U.S. regulatory fallout from this decade's sometimes wasteful defense contracting continues in Washington as rule makers crystallize new requirements for Defense Department awards.
The Civilian Agency Acquisition and Defense Acquisition Regulations councils announced more moves last week stemming from 2007 law and White House guidance.
Regulators offered more guidance over tying award fees to acquisition objectives in the areas of cost, schedule and technical performance, as well as analysis required in determining whether to use an award or incentive fee type contract and other restrictions.
These changes, enacted under 2007 and 2009 defense authorization measures and promulgated by the White House Office of Federal Procurement Policy late in 2007, will affect contracts newly awarded, rule makers said Oct. 14.
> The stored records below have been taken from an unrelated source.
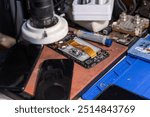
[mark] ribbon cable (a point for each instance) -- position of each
(84, 48)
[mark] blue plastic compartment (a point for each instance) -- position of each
(141, 49)
(131, 74)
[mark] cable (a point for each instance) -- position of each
(121, 5)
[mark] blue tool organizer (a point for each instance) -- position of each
(132, 74)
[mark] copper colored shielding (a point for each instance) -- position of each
(82, 77)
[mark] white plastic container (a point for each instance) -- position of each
(93, 10)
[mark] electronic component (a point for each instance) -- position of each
(133, 25)
(127, 75)
(105, 40)
(117, 93)
(81, 51)
(92, 10)
(44, 27)
(124, 39)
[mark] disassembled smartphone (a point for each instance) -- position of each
(82, 52)
(124, 39)
(133, 25)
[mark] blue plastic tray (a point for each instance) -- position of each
(131, 74)
(141, 49)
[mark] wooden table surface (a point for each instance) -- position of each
(81, 77)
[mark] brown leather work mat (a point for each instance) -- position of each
(81, 77)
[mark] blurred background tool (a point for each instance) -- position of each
(105, 40)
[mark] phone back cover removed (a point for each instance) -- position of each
(82, 78)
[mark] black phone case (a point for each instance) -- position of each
(55, 80)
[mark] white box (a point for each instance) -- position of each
(93, 11)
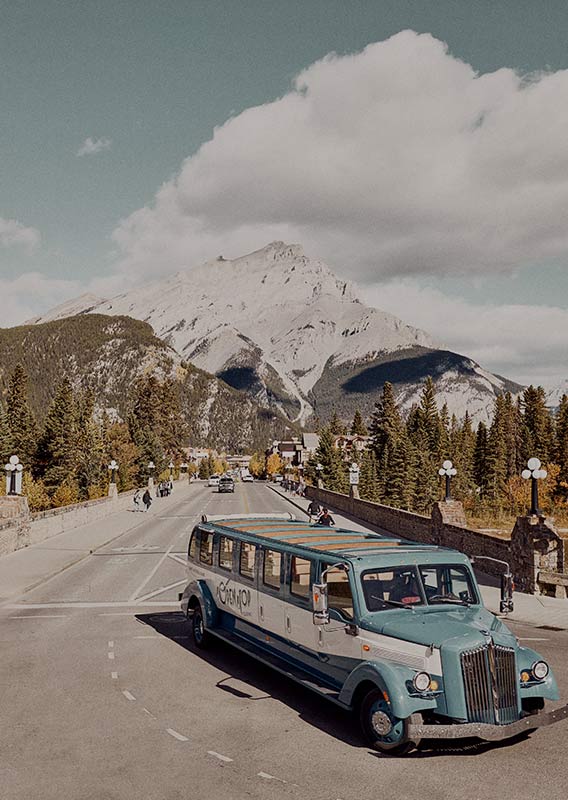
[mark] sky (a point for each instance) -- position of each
(419, 148)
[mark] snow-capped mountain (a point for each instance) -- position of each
(283, 327)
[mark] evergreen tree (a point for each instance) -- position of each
(358, 427)
(57, 446)
(21, 421)
(336, 426)
(539, 433)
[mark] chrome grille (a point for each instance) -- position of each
(490, 684)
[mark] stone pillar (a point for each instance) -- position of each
(535, 547)
(14, 505)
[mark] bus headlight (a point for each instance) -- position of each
(540, 670)
(421, 681)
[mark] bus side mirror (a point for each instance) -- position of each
(319, 604)
(506, 605)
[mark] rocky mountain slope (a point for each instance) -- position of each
(107, 354)
(284, 328)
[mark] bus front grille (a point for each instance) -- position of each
(490, 684)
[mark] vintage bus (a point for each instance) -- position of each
(393, 629)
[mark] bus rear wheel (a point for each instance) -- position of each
(200, 636)
(384, 732)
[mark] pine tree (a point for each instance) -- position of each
(336, 426)
(358, 427)
(539, 432)
(57, 446)
(21, 421)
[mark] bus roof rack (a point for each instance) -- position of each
(276, 515)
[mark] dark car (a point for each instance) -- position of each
(226, 484)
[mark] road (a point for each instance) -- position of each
(104, 698)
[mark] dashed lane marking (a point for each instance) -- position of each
(39, 616)
(177, 735)
(219, 756)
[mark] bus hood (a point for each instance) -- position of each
(437, 626)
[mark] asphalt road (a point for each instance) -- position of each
(102, 696)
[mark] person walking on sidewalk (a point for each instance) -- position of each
(314, 510)
(325, 518)
(146, 499)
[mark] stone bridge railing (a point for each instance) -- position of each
(536, 552)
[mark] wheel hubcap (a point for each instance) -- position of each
(381, 723)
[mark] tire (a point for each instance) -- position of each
(384, 732)
(201, 638)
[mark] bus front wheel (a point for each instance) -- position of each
(384, 732)
(201, 638)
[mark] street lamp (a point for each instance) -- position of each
(113, 466)
(319, 470)
(535, 473)
(13, 475)
(450, 472)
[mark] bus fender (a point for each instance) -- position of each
(198, 590)
(391, 680)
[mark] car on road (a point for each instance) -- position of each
(392, 629)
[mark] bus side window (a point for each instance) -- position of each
(300, 576)
(206, 548)
(193, 545)
(339, 590)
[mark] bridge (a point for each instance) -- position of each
(103, 695)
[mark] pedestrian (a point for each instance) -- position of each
(146, 499)
(325, 518)
(314, 510)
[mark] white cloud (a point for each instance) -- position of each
(397, 160)
(91, 146)
(29, 294)
(13, 233)
(523, 342)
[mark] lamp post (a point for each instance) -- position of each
(535, 473)
(112, 490)
(13, 476)
(449, 471)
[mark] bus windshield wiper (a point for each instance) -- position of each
(394, 603)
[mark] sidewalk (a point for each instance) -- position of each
(533, 609)
(22, 570)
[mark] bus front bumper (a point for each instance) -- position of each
(482, 730)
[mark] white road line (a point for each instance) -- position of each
(160, 590)
(138, 590)
(179, 559)
(219, 756)
(530, 639)
(79, 604)
(177, 735)
(39, 616)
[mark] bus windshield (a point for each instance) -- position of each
(407, 586)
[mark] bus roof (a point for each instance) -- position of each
(340, 543)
Another interim rule with similar origins looks to prescribe regulations to minimize excessive “pass-through” charges by contractors from subcontractors. Pass-through charges became a concern mid-decade when federal auditors and lawmakers drew attention to specific defense contracts where prime contractors appeared to pass off almost all of the work to another company, but not before pocketing a government payment.
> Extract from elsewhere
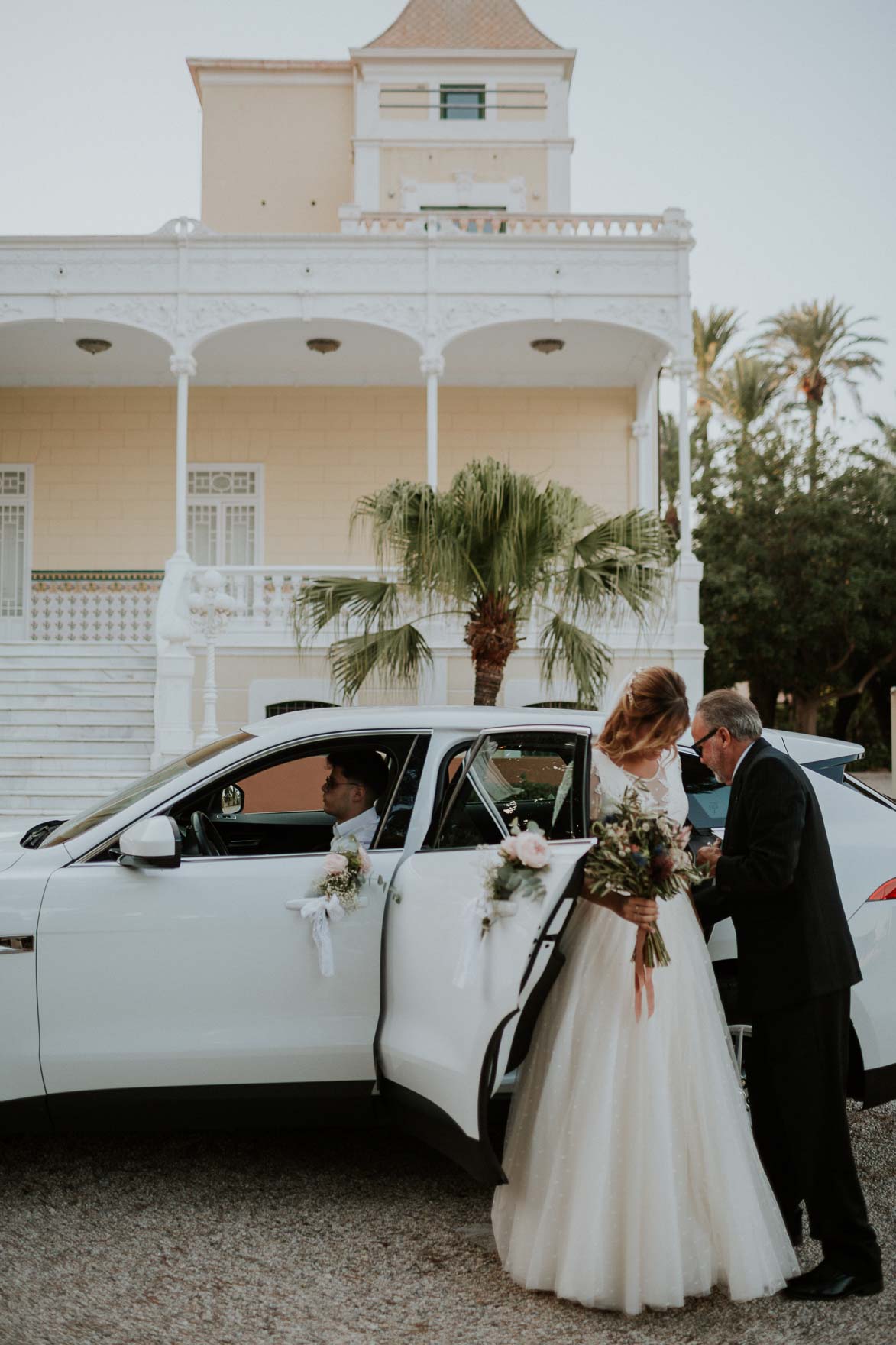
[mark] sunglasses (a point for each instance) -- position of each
(698, 744)
(330, 784)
In April 2007, DOD issued an interim rule that allows it to recoup contractor payments that contracting officers determine to be excessive on all eligible contracts. The rule specifically requires contracting officers to insert a clause in contracts that allows recovery of excessive payments and contractors to report detailed information on their value added when subcontracting reaches 70 percent or more of the total contract cost.